Und ja – eine Neukalibrierung ist zwingend erforderlich. Es ist mir egal, ob das Radar „gut aussieht“. Wenn die Kommunikation unterbrochen war, muss es neu ausgerichtet werden. Bei einem Subaru ab 2020 bedeutet das Auslassen dieses Schritts, dass das Fahrzeug möglicherweise nicht mehr für einen Fußgänger bremst. Das liegt dann an Ihnen.

Funktioniert es wirklich? Testen Sie wie ein Profi

Fehlercodes löschen ist keine Lösung. Sie brauchen Beweise, dass es funktioniert.

Schritt eins: Live-Daten mit Diagnosegerät prüfen. Stellen Sie sicher, dass das Front-Radar Fahrzeuge vor Ihnen erkennt. Beobachten Sie die Spurerkennung der Kamera. Bestätigen Sie, dass das GPS mindestens 8 Satelliten mit einer SNR >35 dB-Hz empfängt. Fehlt eines davon, fahren Sie das Fahrzeug nicht.

Schritt zwei: Statische Kalibrierung. Ebener Untergrund, korrekte Ziele, Originalsoftware. Bei einem Mercedes DISTRONIC-System führt bereits eine Fehlausrichtung von 0,2° dazu, dass der Tempomat in Kurven abschaltet. Ich musste Arbeiten bereits neu machen, weil der Techniker ein Maßband statt Laservorrichtungen verwendet hatte.

Schritt drei: Probefahrt. Folgen Sie einem Fahrzeug bei 65 km/h. Hält der adaptive Tempomat den Abstand? Verlassen Sie absichtlich die Spur – lenkt der Spurhalteassistent sanft zurück? (Testen Sie AEB nicht auf öffentlichen Straßen – nutzen Sie einen abgeschlossenen Parcours.)

Falls ein Schritt fehlschlägt, geben Sie das Fahrzeug nicht zurück. Ich habe zu viele „reparierte“ Fahrzeuge mit denselben Problemen zurückkommen sehen – weil jemand die Validierung übersprungen hat.

Was das kostet

Zustand Kosten (Selbst) Kosten (Werkstatt) Erfolgsquote Sekundärisches Risiko bei Fehler
Vorübergehendes Ereignis (kein Schaden) 0,00 € 0,00 € (nur Fahrer-Reset) 100% Keines. Das System kehrt nach dem Reset zur normalen Funktion zurück.
Dauerhafter Fehler, erfordert Neukalibrierung Nicht machbar 138,00 € – 460,00 € (Arbeitszeit + Kalibrierungsaufbau) >95% (bei korrekter Durchführung mit geeigneten Werkzeugen) Falsche Kalibrierung führt zu fehlerhafter Objekterkennung – kann zu verzögertem Bremsen oder Fehlauslösung führen.
Dauerhafter Fehler, erfordert Sensortausch Nicht machbar 460,00 € – 276,00 €0+ (inkl. Teilekosten und Kalibrierung) 100% (wenn Austausch und Kalibrierung nach Vorgabe erfolgen) Hohe Reparaturkosten; möglicher Versicherungsanspruch, wenn sturmbedingte Schäden abgedeckt sind.

Dieses Radar an einem neuen Audi? Über 1,10 €0. Und es ist nicht von der Garantie abgedeckt, wenn die Ursache ein „externes elektromagnetisches Ereignis“ ist. Aber einige Versicherungen zahlen unter „Naturereignisse“ – wenn Sie Beweise haben. Ich sage Kunden immer: Speichern Sie die NOAA-Warnung. Drucken Sie sie aus. Behalten Sie den Zeitstempel. Damit wurde schon mehr als ein Schadensfall vor der Ablehnung gerettet.
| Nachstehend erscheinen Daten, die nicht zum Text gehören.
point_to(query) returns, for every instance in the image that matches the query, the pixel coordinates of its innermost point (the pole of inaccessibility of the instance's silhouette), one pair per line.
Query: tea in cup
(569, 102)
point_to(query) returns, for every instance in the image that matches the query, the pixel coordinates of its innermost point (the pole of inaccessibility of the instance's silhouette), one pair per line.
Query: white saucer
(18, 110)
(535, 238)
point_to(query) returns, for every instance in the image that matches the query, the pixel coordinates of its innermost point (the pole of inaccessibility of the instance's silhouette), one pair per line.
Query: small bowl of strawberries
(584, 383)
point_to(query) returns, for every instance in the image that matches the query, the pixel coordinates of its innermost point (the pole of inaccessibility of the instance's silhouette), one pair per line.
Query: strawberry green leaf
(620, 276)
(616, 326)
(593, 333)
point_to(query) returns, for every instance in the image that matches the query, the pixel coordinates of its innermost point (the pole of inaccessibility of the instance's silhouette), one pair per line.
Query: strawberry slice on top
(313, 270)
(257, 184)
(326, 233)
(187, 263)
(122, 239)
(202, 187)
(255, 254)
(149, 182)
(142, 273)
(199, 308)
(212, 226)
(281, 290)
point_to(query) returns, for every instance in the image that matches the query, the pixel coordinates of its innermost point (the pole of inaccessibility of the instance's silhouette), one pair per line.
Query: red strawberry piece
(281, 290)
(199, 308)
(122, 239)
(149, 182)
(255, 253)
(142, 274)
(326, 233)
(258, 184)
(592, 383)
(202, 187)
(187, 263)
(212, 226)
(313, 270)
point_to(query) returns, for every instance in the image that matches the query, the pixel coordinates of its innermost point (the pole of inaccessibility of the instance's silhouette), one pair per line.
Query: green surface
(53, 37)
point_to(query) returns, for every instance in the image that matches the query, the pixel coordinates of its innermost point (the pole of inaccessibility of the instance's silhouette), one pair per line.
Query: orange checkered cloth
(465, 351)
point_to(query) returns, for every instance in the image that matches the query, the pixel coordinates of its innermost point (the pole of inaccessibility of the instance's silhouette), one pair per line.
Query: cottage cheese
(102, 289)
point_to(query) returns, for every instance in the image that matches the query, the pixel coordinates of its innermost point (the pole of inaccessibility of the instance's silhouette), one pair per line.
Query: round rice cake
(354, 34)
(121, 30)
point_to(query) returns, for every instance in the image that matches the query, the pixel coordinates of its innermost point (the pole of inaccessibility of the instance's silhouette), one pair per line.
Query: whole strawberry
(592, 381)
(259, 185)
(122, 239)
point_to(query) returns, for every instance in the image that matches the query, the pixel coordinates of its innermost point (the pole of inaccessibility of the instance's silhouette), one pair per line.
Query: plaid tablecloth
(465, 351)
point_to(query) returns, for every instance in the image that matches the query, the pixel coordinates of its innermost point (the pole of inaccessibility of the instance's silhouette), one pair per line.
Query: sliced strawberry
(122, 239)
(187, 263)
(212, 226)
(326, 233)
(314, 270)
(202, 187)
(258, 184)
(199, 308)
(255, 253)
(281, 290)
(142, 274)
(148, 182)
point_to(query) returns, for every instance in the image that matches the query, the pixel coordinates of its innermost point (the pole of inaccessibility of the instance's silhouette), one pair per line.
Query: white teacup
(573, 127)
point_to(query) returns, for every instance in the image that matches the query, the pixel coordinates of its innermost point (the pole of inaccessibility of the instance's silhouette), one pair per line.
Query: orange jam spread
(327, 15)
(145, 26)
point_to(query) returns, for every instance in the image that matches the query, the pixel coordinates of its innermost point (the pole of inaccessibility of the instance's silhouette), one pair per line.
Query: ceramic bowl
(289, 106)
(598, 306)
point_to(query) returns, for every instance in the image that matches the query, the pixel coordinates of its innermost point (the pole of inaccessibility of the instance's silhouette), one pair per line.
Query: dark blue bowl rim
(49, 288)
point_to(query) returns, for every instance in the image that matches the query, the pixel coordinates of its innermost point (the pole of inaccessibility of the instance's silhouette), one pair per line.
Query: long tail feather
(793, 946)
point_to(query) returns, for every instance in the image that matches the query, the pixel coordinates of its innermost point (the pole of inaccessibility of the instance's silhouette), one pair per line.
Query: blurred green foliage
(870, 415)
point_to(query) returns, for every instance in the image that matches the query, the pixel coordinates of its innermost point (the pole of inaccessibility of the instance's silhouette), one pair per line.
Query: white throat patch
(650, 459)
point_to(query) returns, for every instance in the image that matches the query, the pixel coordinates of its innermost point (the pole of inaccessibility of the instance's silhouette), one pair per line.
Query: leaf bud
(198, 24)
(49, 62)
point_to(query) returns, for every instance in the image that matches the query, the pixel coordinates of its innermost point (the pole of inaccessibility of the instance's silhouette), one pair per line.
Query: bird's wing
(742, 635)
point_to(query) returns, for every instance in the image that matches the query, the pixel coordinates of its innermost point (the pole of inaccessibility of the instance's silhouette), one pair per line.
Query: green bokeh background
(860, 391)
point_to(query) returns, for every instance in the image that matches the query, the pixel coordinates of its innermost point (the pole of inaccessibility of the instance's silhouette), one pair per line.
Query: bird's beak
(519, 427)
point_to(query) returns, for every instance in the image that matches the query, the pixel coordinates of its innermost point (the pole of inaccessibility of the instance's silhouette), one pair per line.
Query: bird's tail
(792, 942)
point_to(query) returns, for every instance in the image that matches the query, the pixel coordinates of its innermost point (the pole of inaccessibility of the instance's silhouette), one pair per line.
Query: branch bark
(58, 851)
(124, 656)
Wie Sie dem Sturm voraus sind

Sie können Ihren Alltagswagen nicht mit einem Faraday-Käfig abschirmen. Aber Sie können vorbereitet sein.

Laden Sie die NOAA Space Weather-App herunter. Aktivieren Sie Warnungen für G3 und höher. Wenn eine Warnung kommt, erwarten Sie eingeschränkten GPS-Empfang und mögliche ADAS-Ausfälle. Panik ist fehl am Platz. Fahren Sie einfach wie im Jahr 2005 – manuelle Steuerung, keine Assistenzsysteme.

Die Automobilhersteller härten Systeme ab – Abschirmungen, Ferritperlen, TVS-Dioden – aber nicht auf militärischem Niveau. Und Normen wie SAE J2945/1 testen keine anhaltenden G5-Stürme. Reale Ereignisse übersteigen Laborkonditionen.

Meine Regel lautet daher: Wenn alles gleichzeitig ausfällt, beginnen Sie nicht sofort mit dem Austausch von Teilen. Starten Sie zuerst neu. Prüfen Sie das Weltraumwetter. Dann entscheiden Sie.

Und denken Sie daran – egal wie viele Sensoren Ihr Auto hat: Der wichtigste Sensor sitzt hinter dem Lenkrad. Das sind Sie.